Last week I went on a 6 day tour consisting of Tarangire, Lake Manyara, Serengeti National Park, and Ngorongoro Crater. All are in Tanzania, in case you didn't know.
Price was $85/day. That's noticeably more than I paid in Kenya but about as cheap as it gets in Tanzania, at least as far as I could tell.
There were 4 of us, myself + 2 older Danish guys and another America who looked to be around 40. As one might expect, this wasn't a fun a group as the 20 somethings, roughly equal male/female sets I had experienced so far. 2 were hard core bird people and I was the only one with a telephoto lens.
The first day was in Tarangire. We arrived in late morning and proceeded through late afternoon, stopping for a short time for lunch in between. It was hot and, frankly, we didn't see a whole lot. Generally mid-day is a bad time for game drives. I'm not sure why it was set up this way.
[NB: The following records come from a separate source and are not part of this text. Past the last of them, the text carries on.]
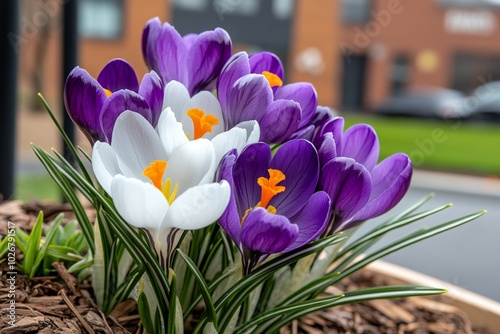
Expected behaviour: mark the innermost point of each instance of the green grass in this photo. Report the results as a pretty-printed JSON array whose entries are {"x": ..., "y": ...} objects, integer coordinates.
[
  {"x": 436, "y": 144},
  {"x": 36, "y": 187}
]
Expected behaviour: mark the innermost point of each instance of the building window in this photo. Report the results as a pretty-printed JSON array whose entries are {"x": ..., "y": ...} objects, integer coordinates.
[
  {"x": 283, "y": 9},
  {"x": 101, "y": 19},
  {"x": 237, "y": 7},
  {"x": 356, "y": 11},
  {"x": 193, "y": 5}
]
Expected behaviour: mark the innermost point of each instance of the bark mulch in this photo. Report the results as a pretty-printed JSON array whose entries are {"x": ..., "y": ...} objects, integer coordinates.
[{"x": 58, "y": 304}]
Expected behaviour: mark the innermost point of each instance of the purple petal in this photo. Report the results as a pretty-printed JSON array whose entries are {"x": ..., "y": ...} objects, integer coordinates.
[
  {"x": 171, "y": 55},
  {"x": 248, "y": 99},
  {"x": 360, "y": 143},
  {"x": 267, "y": 233},
  {"x": 149, "y": 38},
  {"x": 151, "y": 89},
  {"x": 118, "y": 74},
  {"x": 348, "y": 184},
  {"x": 206, "y": 57},
  {"x": 236, "y": 67},
  {"x": 84, "y": 99},
  {"x": 302, "y": 93},
  {"x": 252, "y": 163},
  {"x": 327, "y": 150},
  {"x": 118, "y": 103},
  {"x": 391, "y": 179},
  {"x": 266, "y": 61},
  {"x": 312, "y": 219},
  {"x": 298, "y": 160},
  {"x": 280, "y": 121},
  {"x": 230, "y": 219},
  {"x": 335, "y": 126}
]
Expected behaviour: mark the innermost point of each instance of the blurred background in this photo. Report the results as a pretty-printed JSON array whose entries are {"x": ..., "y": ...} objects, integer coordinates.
[{"x": 424, "y": 73}]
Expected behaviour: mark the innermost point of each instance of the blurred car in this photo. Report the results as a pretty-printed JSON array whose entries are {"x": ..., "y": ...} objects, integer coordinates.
[
  {"x": 485, "y": 102},
  {"x": 431, "y": 102}
]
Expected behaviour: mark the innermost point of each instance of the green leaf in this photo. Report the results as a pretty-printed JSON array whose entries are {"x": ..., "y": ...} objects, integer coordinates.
[
  {"x": 33, "y": 244},
  {"x": 210, "y": 308},
  {"x": 48, "y": 242}
]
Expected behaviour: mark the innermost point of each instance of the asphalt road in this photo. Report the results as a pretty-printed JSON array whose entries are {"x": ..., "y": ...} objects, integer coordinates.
[{"x": 467, "y": 256}]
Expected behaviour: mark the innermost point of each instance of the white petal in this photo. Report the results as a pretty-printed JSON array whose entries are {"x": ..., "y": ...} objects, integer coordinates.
[
  {"x": 207, "y": 102},
  {"x": 191, "y": 163},
  {"x": 104, "y": 164},
  {"x": 176, "y": 96},
  {"x": 139, "y": 203},
  {"x": 171, "y": 133},
  {"x": 226, "y": 141},
  {"x": 136, "y": 144},
  {"x": 198, "y": 206},
  {"x": 253, "y": 130}
]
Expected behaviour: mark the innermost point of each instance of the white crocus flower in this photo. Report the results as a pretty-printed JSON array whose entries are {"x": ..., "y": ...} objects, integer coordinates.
[
  {"x": 158, "y": 179},
  {"x": 201, "y": 117}
]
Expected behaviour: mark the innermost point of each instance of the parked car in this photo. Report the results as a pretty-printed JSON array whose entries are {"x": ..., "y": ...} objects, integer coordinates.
[
  {"x": 485, "y": 102},
  {"x": 431, "y": 102}
]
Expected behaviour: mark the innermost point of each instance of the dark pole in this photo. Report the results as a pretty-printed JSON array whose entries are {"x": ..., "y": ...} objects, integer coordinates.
[
  {"x": 70, "y": 59},
  {"x": 9, "y": 49}
]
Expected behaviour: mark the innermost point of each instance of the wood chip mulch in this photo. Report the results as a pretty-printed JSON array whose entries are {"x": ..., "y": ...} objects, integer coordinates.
[{"x": 58, "y": 304}]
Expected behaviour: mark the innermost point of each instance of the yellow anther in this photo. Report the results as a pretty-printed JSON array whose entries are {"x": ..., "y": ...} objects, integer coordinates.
[
  {"x": 269, "y": 186},
  {"x": 155, "y": 172},
  {"x": 107, "y": 92},
  {"x": 273, "y": 79},
  {"x": 201, "y": 123}
]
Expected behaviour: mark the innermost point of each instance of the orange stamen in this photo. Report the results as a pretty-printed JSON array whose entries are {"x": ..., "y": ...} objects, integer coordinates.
[
  {"x": 270, "y": 187},
  {"x": 107, "y": 92},
  {"x": 273, "y": 79},
  {"x": 202, "y": 123},
  {"x": 155, "y": 172}
]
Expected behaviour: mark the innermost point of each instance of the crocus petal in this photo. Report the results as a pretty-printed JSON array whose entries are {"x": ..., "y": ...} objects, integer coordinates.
[
  {"x": 298, "y": 160},
  {"x": 139, "y": 203},
  {"x": 190, "y": 164},
  {"x": 312, "y": 219},
  {"x": 249, "y": 99},
  {"x": 118, "y": 74},
  {"x": 104, "y": 164},
  {"x": 149, "y": 38},
  {"x": 327, "y": 150},
  {"x": 171, "y": 54},
  {"x": 252, "y": 163},
  {"x": 136, "y": 144},
  {"x": 207, "y": 55},
  {"x": 348, "y": 184},
  {"x": 236, "y": 67},
  {"x": 304, "y": 94},
  {"x": 176, "y": 96},
  {"x": 84, "y": 99},
  {"x": 116, "y": 104},
  {"x": 230, "y": 219},
  {"x": 198, "y": 207},
  {"x": 360, "y": 143},
  {"x": 266, "y": 61},
  {"x": 267, "y": 233},
  {"x": 391, "y": 179},
  {"x": 151, "y": 89},
  {"x": 171, "y": 133},
  {"x": 280, "y": 121}
]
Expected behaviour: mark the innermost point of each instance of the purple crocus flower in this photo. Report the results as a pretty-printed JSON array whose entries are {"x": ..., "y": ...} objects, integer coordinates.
[
  {"x": 251, "y": 88},
  {"x": 359, "y": 188},
  {"x": 94, "y": 105},
  {"x": 193, "y": 60},
  {"x": 273, "y": 206}
]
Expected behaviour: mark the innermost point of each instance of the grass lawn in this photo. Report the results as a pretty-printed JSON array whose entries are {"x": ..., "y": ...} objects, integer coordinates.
[{"x": 437, "y": 144}]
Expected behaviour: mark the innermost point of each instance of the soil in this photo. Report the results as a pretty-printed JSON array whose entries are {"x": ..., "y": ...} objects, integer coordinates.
[{"x": 59, "y": 304}]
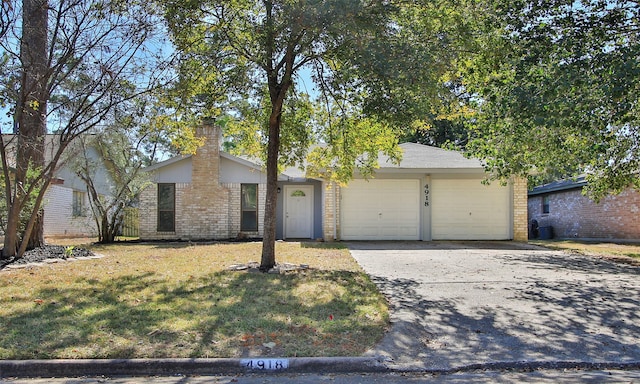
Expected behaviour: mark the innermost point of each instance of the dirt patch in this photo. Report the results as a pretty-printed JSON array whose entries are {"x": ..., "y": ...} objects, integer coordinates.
[{"x": 47, "y": 254}]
The second day was in Lake Manyara NP. We started off early but no where near as early as we should have IMHO. The first part was through a heavily forested area. Generally, I'm pretty tolerant but, in this case, I think we missed out because of all the stopping to look at what turned out to be very common birds. By the time we got into the clearing, it was hot, and we were behind schedule. The driver was going rather faster than is useful if you are looking for wildlife. And amongst all the checking for new birds, I barely got a couple of photos of the only blue monkeys seen on the whole trip.
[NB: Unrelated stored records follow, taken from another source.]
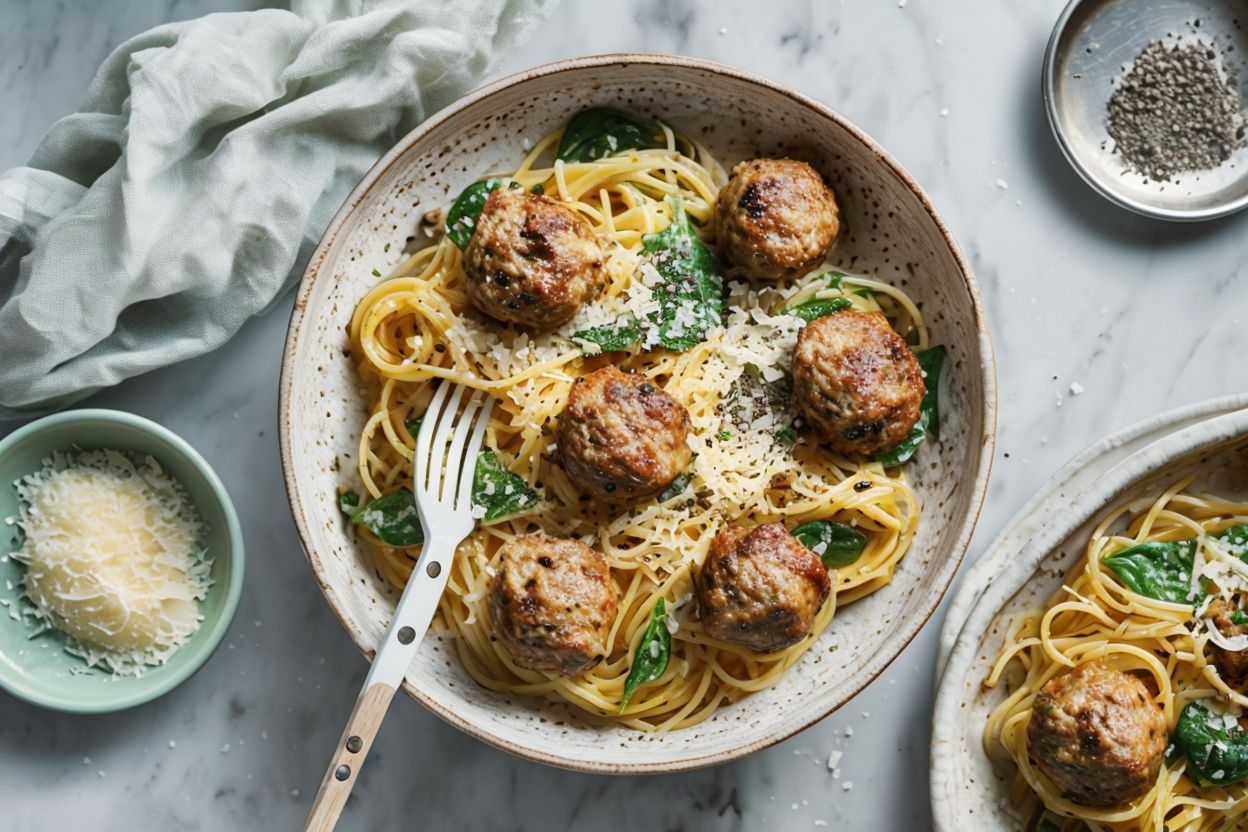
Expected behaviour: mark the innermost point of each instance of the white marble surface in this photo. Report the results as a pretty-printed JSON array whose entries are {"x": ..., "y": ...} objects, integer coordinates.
[{"x": 1143, "y": 316}]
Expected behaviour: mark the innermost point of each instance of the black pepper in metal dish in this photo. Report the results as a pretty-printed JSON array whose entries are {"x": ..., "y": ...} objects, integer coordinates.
[{"x": 1176, "y": 110}]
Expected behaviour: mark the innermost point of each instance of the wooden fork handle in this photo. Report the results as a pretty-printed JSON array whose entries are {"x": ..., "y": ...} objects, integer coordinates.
[{"x": 348, "y": 756}]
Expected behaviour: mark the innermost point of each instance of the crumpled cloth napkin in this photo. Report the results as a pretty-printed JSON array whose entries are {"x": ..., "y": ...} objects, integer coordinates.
[{"x": 194, "y": 182}]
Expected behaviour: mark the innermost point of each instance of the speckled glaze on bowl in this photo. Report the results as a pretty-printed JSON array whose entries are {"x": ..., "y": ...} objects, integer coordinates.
[
  {"x": 892, "y": 232},
  {"x": 967, "y": 791}
]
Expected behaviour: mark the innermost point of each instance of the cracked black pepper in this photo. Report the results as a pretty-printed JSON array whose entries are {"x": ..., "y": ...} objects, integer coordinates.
[{"x": 1176, "y": 111}]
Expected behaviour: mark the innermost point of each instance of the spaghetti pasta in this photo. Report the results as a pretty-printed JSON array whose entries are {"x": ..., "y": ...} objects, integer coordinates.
[
  {"x": 1162, "y": 640},
  {"x": 416, "y": 327}
]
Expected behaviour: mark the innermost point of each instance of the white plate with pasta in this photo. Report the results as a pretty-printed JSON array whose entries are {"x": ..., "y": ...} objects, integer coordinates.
[
  {"x": 1096, "y": 682},
  {"x": 692, "y": 407}
]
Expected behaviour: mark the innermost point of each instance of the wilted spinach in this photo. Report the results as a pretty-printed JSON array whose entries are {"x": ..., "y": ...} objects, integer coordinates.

Day 3 was a long drive to the Serengeti followed by a game drive in the evening. In all there were 4 game drives in the Serengeti, the last being in the morning of day 5. There were not many animals present in the Serengeti that I had not already seen in Masai Mara. However, the big herds of wildebeest and zebra were present and that meant a lot of predator and scavenger activity. One day we barely missed a kill by a female cheetah and her nearly grown cubs. Hyenas, barely seen at all in Masai Mara were all over the place in the Serengeti. We saw a few lions, though not nearly as many as in Masai Mara.
Jackals were common and active. I have some really good photos of one jackal defending a zebra carcass from a flock of vultures. What I don't have on film, unfortunately is where the jackal defecated on carcase. Very strange behavior. Alas, I had reached the end of the roll a few moments before. The camera was still rewinding when the event occurred.
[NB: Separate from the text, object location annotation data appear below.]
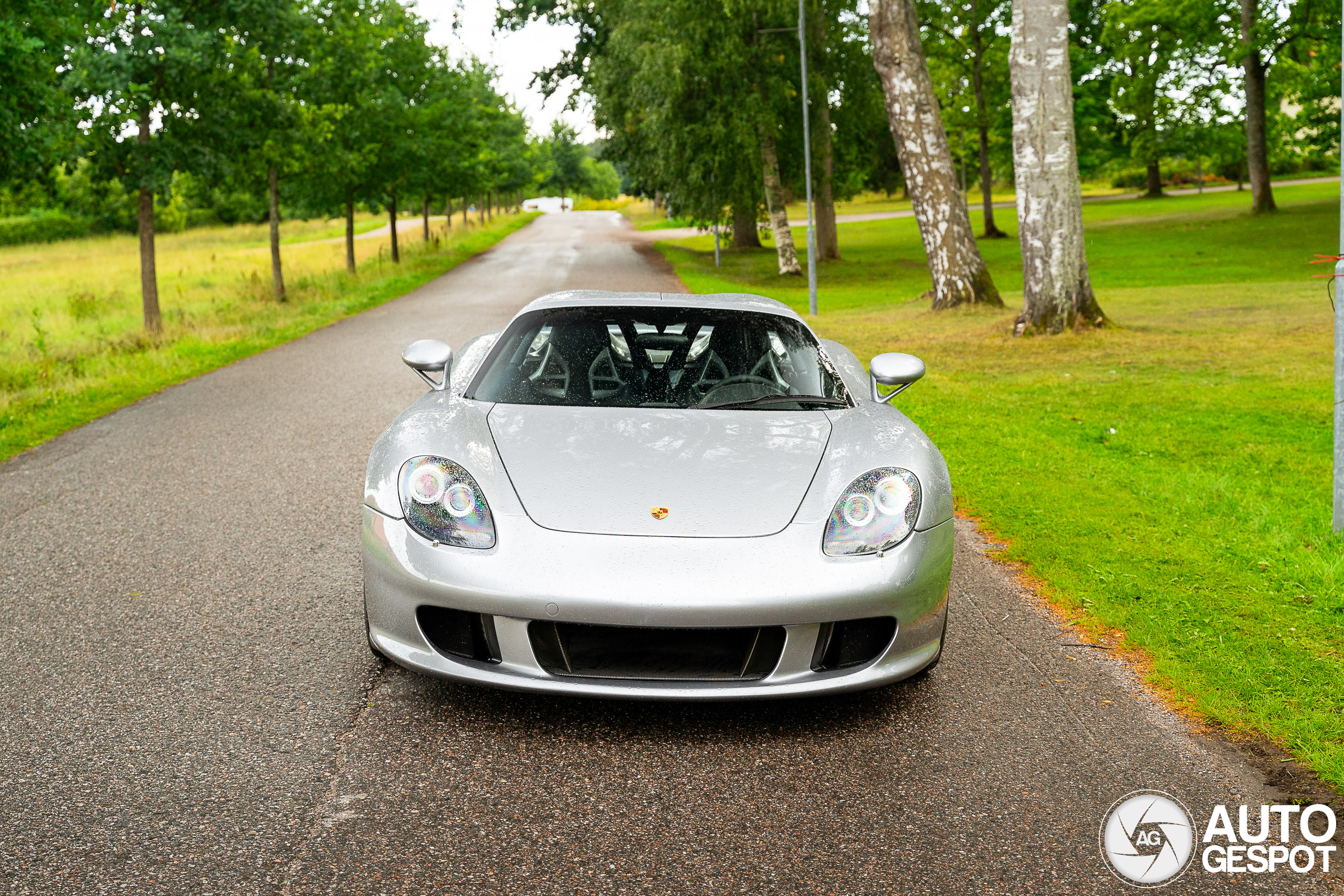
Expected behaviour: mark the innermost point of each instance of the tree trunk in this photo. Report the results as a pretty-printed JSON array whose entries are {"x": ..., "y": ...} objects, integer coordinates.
[
  {"x": 978, "y": 80},
  {"x": 954, "y": 262},
  {"x": 148, "y": 276},
  {"x": 350, "y": 233},
  {"x": 277, "y": 277},
  {"x": 1155, "y": 179},
  {"x": 743, "y": 227},
  {"x": 1257, "y": 147},
  {"x": 774, "y": 203},
  {"x": 1057, "y": 291},
  {"x": 828, "y": 239}
]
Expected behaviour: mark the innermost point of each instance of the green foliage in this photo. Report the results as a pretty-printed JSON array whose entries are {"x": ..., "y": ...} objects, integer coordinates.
[
  {"x": 1168, "y": 479},
  {"x": 35, "y": 111},
  {"x": 569, "y": 168},
  {"x": 81, "y": 355},
  {"x": 604, "y": 183},
  {"x": 967, "y": 49},
  {"x": 42, "y": 227}
]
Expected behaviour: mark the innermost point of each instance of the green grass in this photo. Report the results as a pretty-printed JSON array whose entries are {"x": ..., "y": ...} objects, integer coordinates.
[
  {"x": 71, "y": 345},
  {"x": 1168, "y": 479}
]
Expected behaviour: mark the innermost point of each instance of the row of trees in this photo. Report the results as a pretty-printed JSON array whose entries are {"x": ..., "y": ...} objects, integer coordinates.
[
  {"x": 331, "y": 104},
  {"x": 702, "y": 102}
]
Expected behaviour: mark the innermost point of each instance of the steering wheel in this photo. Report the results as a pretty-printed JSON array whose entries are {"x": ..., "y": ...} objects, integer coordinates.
[
  {"x": 742, "y": 379},
  {"x": 553, "y": 374},
  {"x": 705, "y": 383},
  {"x": 604, "y": 383}
]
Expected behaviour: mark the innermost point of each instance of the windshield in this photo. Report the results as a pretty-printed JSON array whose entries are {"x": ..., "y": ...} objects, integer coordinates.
[{"x": 659, "y": 358}]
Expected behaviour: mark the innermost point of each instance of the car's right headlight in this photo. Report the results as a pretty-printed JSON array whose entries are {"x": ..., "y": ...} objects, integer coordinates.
[
  {"x": 443, "y": 503},
  {"x": 877, "y": 512}
]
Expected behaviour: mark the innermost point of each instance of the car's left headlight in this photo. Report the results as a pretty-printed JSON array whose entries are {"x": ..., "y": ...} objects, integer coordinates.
[
  {"x": 877, "y": 512},
  {"x": 443, "y": 503}
]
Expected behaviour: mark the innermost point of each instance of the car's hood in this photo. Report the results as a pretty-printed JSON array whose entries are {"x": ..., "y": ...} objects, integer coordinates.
[{"x": 604, "y": 471}]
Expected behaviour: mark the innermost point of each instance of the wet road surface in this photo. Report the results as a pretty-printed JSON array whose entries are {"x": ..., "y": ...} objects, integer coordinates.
[{"x": 187, "y": 704}]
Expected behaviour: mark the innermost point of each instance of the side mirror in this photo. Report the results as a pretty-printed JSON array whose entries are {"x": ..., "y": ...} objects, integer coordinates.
[
  {"x": 896, "y": 370},
  {"x": 428, "y": 356}
]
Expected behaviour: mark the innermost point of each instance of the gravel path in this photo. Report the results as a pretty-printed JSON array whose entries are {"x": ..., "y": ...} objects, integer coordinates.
[{"x": 188, "y": 705}]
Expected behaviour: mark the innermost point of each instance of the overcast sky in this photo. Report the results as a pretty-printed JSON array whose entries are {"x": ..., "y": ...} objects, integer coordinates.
[{"x": 515, "y": 56}]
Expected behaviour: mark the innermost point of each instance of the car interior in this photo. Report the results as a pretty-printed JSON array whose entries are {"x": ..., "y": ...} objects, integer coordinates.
[{"x": 655, "y": 358}]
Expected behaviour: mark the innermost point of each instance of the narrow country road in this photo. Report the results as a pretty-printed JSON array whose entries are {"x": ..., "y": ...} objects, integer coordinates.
[{"x": 187, "y": 704}]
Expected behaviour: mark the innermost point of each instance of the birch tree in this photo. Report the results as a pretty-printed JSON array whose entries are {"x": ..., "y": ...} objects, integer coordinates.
[
  {"x": 1057, "y": 291},
  {"x": 959, "y": 270}
]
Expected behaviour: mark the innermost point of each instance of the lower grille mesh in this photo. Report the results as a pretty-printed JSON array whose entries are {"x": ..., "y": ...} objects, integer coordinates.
[{"x": 656, "y": 655}]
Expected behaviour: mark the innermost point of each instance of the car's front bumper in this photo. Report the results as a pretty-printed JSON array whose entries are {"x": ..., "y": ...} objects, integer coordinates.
[{"x": 655, "y": 582}]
At one point, a large bull elephant was attempting to cross the road at right angles. The driver kept pulling forward to give us a better look. The elephant played along for a while before getting visibly annoyed. Thinking the the elephant may want to have a go at the truck, the driver hit the gas and we pulled away, leaving the elephant in peace.
The camp site in the Serengeti was very basic. No toilets, no running water. Normally, the tour company uses a different camp near the center of the park but, right now, all the animals are concentrated at the south end. Given a choice between animals and comfort, we chose animals.
In the afternoon on day 5 we drove to the rim of Ngorongoro Crater. Still a pretty basic camp, but at least there were showers and toilets. Early in the morning of day 6, we decided into Ngorongoro Crater. This is the remains of ancient volcano, once much larger than Kilimanjaro. The animals generally don't migrate. On the crater floor, were are able to see black rhinos at moderate range. There were also many newborn wildebeests. Hippos were in several lakes and even ambled up onto the shore to graze. Those are probably the only usable shots I have of hippos out of the water. There were many very large and placid bull elephants. No females. They don't come into the crater.
In early afternoon, we climbed back to rim for a quick lunch before heading back to Arusha.